STATE OF WISCONSIN
LABOR AND INDUSTRY REVIEW COMMISSION
P O BOX 8126, MADISON, WI 53708-8126 (608/266-9850)

PSI IV INC, Employer

UNEMPLOYMENT INSURANCE DECISION
Hearing No. S0700045AP


An administrative law judge (ALJ) for the Division of Unemployment Insurance of the Department of Workforce Development issued a decision in this matter. A timely petition for review was filed.

The commission has considered the petition and the positions of the parties, and it has reviewed the evidence submitted to the ALJ. Based on its review, the commission agrees with the decision of the ALJ, and it adopts the findings and conclusion in that decision as its own.

DECISION

The decision of the administrative law judge is affirmed. Accordingly, PSI's clients must report their employees under their own unemployment account numbers.

Dated and mailed July 11, 2008
psiiv . usd : 105 : 8 : ER 453

/s/ James T. Flynn, Chairperson

/s/ Robert Glaser, Commissioner

/s/ Ann L. Crump, Commissioner


MEMORANDUM OPINION


The appellant seeks professional employer organization status under Wis. Stat. § 108.02(21e). At hearing, the appellant and department stipulated to the appellant's having met criteria (c), (e), and (g) of the statute. As to the remaining criteria, the commission fully agrees with the appeal tribunal's analyses thereof. Specifically, while the appellant met the remaining criteria in fact, it did not do so (save with regard to criterion (f)) under contract.

The first criterion at issue is whether the appellant has the right under contract to hire and terminate the employees who perform services for the client and to reassign employees to other clients. No clause in the contract gives the appellant that right.

Criterion (b) is that the appellant set, under contract, the rate of pay of the employees, which responsibility may include negotiations with the client and even shared responsibility. Again, the contract contains no clause allowing the appellant this right or responsibility.

The third criterion at issue, paragraph (d), is that the appellant have a general right of direction and control over the employees, including corporate officers and, again, this right may be shared with the client to the degree necessary to allow the client to conduct its business and comply with regulations and statutes. The contract provides the appellant no such general direction and control, however. The most the contract provides is reservation to the appellant of direction in the areas of safety and hazard control. This is a specific area of direction and control, and not the general direction and control required by this criterion.

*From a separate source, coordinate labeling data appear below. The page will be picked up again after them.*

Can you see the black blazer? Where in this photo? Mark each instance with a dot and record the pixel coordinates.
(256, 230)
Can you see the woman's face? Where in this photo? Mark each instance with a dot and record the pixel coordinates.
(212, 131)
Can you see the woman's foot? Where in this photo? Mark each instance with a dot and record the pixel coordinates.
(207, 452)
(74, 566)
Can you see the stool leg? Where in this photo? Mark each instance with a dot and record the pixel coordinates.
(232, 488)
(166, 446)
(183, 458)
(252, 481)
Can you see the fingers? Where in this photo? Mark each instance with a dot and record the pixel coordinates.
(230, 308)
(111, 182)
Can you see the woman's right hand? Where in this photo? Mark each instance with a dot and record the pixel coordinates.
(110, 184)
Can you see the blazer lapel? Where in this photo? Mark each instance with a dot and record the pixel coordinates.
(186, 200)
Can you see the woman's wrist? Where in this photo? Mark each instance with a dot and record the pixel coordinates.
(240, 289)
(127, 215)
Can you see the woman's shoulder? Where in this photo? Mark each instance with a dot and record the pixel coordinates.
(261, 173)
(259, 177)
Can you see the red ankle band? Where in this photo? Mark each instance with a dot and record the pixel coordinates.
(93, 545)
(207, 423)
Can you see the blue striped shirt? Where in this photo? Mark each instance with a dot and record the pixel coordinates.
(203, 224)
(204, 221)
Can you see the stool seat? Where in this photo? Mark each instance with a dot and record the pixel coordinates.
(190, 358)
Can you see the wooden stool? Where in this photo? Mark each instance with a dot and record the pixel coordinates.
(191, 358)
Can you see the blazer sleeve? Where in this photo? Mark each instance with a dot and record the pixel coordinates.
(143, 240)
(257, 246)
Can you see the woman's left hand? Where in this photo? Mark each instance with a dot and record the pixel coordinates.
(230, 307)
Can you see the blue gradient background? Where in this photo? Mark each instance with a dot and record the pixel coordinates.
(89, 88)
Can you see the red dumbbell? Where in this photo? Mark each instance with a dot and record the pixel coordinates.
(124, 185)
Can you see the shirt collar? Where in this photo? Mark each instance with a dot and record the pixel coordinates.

The appellant nonetheless argues that, based upon guidelines for interpreting contracts, the contract at issue would be read as containing the criteria at issue. In doing so, though, the appellant ignores the distinction the courts have drawn between contracts containing ambiguous language that must be resolved and contracts that are simply silent as to the issue. No one disputes that, in the former instance, contractual interpretation is both necessary and appropriate. The courts are clear, however, that in the latter situation the parties are simply bound by the contract itself: "In construing a contract, 'courts cannot insert what has been omitted or rewrite a contract made by the parties'." Columbia Propane, L.P. v. Wisconsin Gas Co., 2003 WI 38, 12, 261 Wis. 2d 70, 661 N.W.2d 776 (quoting In re Marriage of Levy v. Levy, 130 Wis. 2d 523, 533, 388 N.W.2d 170 (1986)). With regard to the above-discussed criteria, it is the case that the contract omits them and not the case that the contract addresses them in an ambiguous manner that would allow the construction the appellant seeks.

The commission agrees with the appellant, however, that the contract meets criterion (f), that the appellant have the obligation to establish, fund, and administer employee benefit plans for the employees. Paragraphs 6 and 7 and Schedule B of the contract address various employee benefit plans and require appellant establishment and administration thereof. In response, the department points to a contract provision requiring the client to be responsible for administering, funding, and accurately determining eligibility for certain paid perquisites including certain employee benefit plans. The commission reads this provision to go more to the client's responsibility to keep track of employees' use of vacation and sick leave, for example. As such, that provision is not inconsistent with other contractual provisions obliging the appellant to establish, fund, and administer employee benefit plans.